Peugeot cresce em ambiente de queda

Por Décio Costa

- 30/08/2016

Nem tudo é desolador em cenário no qual as vendas de automóveis experimentam queda de 24,6% no acumulado do ano até julho, com 951,9 unidades, de acordo com os números da Anfavea. A Peugeot se sobressai com tinta azul num universo pintado de vermelho. Ao isolar seu desempenho na categoria de automóveis, de janeiro a julho a marca licenciou 14,5 mil unidades, alta de 1,2% sobre o mesmo período do ano passado.

Os mais críticos podem até argumentar que os volumes de venda empresa estão mais para atender nichos do que propriamente a massa ou que a expansão não se mostra assim tão vigorosa. Mas se o desempenho ora apresentado for confrontado com aquele registrado no acumulado dos sete primeiros meses de 2015, olhares mais ácidos não terão outra opção senão enxergar uma trajetória vitoriosa.

De janeiro a julho do ano passado, a Peugeot acumulava uma expressiva queda de 39,2%, registrando o mesmo patamar de vendas verificado neste ano, com 14,3 mil automóveis.

Em julho passado, ao divulgar o balanço de vendas do primeiro semestre, a PSA atribuía seu crescimento de 16,4% na América Latina, para 88,8 mil veículos negociados, em virtude da introdução de novos produtos, especialmente do utilitário esportivo compacto 2008 e do hatch 208.

O primeiro deles, lançando ainda em abril do ano passado, marcou a estreia da Peugeot no segmento de SUVs e tratava de iniciar uma nova fase da marca, na qual ambicionava brigar por participação em categoria superior.
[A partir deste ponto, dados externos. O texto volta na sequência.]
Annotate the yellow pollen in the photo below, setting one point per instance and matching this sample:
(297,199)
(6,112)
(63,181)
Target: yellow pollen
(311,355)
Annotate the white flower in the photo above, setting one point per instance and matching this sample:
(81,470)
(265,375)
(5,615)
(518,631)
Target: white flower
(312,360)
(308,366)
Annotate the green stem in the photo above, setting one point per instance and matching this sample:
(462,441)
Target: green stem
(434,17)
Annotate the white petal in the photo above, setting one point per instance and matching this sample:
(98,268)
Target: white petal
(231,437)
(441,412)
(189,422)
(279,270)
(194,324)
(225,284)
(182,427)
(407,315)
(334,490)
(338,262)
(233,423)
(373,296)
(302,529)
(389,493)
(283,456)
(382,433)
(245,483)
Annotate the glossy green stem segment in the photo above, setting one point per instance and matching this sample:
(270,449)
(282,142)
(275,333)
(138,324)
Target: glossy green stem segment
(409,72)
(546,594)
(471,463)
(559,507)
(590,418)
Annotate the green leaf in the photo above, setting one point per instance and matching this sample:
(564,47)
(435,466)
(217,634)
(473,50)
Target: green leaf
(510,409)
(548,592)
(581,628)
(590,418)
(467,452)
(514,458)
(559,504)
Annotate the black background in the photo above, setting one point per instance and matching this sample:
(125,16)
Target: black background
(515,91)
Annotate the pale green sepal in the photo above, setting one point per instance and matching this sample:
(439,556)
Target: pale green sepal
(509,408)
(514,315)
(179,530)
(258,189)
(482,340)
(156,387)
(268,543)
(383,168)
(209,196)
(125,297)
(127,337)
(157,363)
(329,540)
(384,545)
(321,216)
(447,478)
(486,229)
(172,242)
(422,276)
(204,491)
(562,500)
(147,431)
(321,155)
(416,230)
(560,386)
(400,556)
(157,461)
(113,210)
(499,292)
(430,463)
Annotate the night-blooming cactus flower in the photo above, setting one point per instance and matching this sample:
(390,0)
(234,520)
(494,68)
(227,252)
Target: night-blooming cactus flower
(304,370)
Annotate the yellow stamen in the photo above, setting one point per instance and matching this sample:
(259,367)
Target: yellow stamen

O segundo, mais lançamento mais recentemente, em abril passado, além de ganhar cara nova e sofisticação, trouxe também motor inédito: o PureTech 1.2 de três cilindros com argumento de ser 32% mais econômico.

Diante dos números, a justificativa da PSA parece ser um fato incontestável. A Citroën, por exemplo, está longe de contar o mesmo desempenho da irmã Peugeot. De janeiro a julho de 2016, a marca vendeu 13,9 mil automóveis, queda de 22,4% sobre o mesmo período de 2015. O resultado ainda não serve de consolo para apagar a queda de 45,1% que registrava nos mesmos sete primeiros meses do ano passado frente a 2014, com pouco mais de 18 mil unidades vendidas.

Ao contrário da Peugeot, a Citroën não introduziu automóvel inteiramente novo no período. É verdade que realizou atualização no Aircross. Mas boa dose de esperança para a marca avançar fica com o C3, que em junho incorporou o mesmo motor PureTech 1.2 Flex às sua gama.